The chosen protocol for communicating with the database is Redis' RESP3. It's modern, simple, and most importantly - battle-tested. Every language has a Redis client, which means SierraDB works out of the box with existing libraries. No custom drivers needed. You can even use redis-cli to explore your event store, making debugging and development remarkably straightforward.

For inter-node communication, SierraDB uses libp2p - the same networking stack that powers IPFS and other distributed systems. It handles the complexity of peer discovery, connection management, and provides gossip protocol for topology management. Nodes can find each other, share cluster state, and route messages without requiring static configuration or service discovery.

The networking layer is built with Kameo, an actor framework I wrote for building fault-tolerant distributed systems in Rust. Actors provide isolated units of computation that communicate through message passing - perfect for handling concurrent operations in a distributed database. Each partition leader, replication coordinator, and background process runs as a supervised actor. If one crashes, it's automatically restarted without affecting the rest of the system. Kameo itself is built on libp2p, so the entire networking stack shares the same foundation.

These aren't arbitrary choices. RESP3 gives us immediate ecosystem compatibility. libp2p provides production-proven p2p networking. And actors give us fault isolation and supervision trees that make the system resilient to partial failures - critical properties for a database that needs to keep running when things go wrong.

Making It Usable

Getting a database to a stage where it's useful for others takes far more work than building a proof-of-concept. With RESP3 being used for commands, names had to be chosen which don't conflict with existing Redis commands, which is why all SierraDB commands are prefixed with E (EAPPEND, ESCAN, ESUB, etc).

Since this database is purpose built for event sourcing, first-class support for subscriptions was a priority. Clients can subscribe to all or specific partitions, starting from specific partition sequences, and SierraDB streams all historical events from the specified sequences, plus any new events appended afterward. This makes building projections and event handlers straightforward - no polling needed, no complex catch-up logic.

For Rust applications, kameo_es provides traits and types for defining aggregates and executing commands that persist to SierraDB - handling much of the domain modeling boilerplate.

Database observability is crucial, especially for event sourcing where one of the huge benefits is seeing why events occurred. For this, SierraDB Inspector was built - a web interface for exploring events and running projections with JavaScript. Being able to quickly query and visualize your event streams makes debugging significantly easier.

Screenshots of SierraDB Inspector web interface.

Finally, getting started should be frictionless. Docker images are available on DockerHub, with one-liners to get up and running.

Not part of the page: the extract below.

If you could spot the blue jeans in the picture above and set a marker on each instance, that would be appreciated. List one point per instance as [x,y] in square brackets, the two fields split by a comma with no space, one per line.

Current State, Lessons Learned, and What's Next

SierraDB runs stably under long-running stress tests, with major corruption issues ironed out. The core architecture — partitions, streams, subscriptions, RESP3 — feels right and stable. While performance still has room to grow, the foundation is solid. The design decisions are the result of years of trial and error from different approaches to building event sourcing systems.

My goal is to evolve SierraDB into a production-ready, open-source event store that scales with modern workloads — and I’d love help getting there. Docs and tests are still early, so contributions are incredibly welcome.

Try It Out

docker run -p 9090:9090 tqwewe/sierradb
redis-cli -p 9090
> EAPPEND user-123 UserCreated '{"name": "Alice"}'
> ESCAN user-123 - +